- Directed by: Ariadna Ochrymovych
- Produced by: Ariadna Ochrymovych
- Narrated by: Luba Goy Franko Diakowsky Peter Higginson
- Production company: Black Sea Media
- Release date: 2015;
- Running time: 30 minutes
- Country: Canada
- Language: English

= Holodomor: Voices of Survivors =

Holodomor: Voices of Survivors is a 2015 Canadian short documentary film by filmmaker Ariadna Ochrymovych about the 1932–33 Holodomor famine in Soviet Ukraine. It documents oral history from Ukrainian Canadian survivors of the Holodomor, which is recognized by Ukraine, Canada and 28 other countries as of 2023 as a genocide of the Ukrainian people carried out by the Soviet Union under Joseph Stalin. Ochrymovych conducted and filmed over 100 interviews across Canada.
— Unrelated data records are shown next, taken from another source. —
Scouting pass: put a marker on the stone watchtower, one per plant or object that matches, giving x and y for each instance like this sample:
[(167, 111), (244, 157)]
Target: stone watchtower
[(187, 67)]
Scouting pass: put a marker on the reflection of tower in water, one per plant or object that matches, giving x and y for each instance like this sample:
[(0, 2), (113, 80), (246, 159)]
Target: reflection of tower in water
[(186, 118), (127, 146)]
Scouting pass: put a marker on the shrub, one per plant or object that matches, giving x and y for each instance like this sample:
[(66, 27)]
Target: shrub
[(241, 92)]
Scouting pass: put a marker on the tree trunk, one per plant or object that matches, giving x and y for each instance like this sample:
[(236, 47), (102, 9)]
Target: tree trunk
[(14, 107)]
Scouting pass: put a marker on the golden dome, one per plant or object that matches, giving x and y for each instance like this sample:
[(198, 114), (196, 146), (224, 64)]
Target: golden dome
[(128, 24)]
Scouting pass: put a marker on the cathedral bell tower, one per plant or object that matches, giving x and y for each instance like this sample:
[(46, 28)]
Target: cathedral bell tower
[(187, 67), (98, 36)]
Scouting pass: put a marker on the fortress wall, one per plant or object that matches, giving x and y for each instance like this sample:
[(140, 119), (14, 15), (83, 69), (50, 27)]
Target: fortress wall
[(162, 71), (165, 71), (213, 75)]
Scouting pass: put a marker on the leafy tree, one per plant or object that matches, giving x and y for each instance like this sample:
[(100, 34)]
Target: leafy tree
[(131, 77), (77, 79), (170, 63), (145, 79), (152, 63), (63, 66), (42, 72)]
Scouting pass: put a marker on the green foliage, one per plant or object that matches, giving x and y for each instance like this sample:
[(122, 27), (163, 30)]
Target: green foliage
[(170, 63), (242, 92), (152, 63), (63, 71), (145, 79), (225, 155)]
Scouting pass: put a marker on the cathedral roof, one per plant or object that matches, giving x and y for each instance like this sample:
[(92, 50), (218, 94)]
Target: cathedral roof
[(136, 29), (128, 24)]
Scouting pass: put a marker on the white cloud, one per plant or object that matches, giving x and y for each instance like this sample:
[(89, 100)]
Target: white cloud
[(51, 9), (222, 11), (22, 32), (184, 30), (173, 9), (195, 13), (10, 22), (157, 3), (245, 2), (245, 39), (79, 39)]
The production of the film was supported by the Department of Canadian Heritage, Ukrainian Canadian Congress, Ukrainian Canadian Research and Documentation Centre, Shevchenko Foundation, Ukrainian credit unions and private donations.

==Reception==
Holodomor: Voices of Survivors received the Golden Sheaf Award for Best Research at the Yorkton Film Festival in May 2016.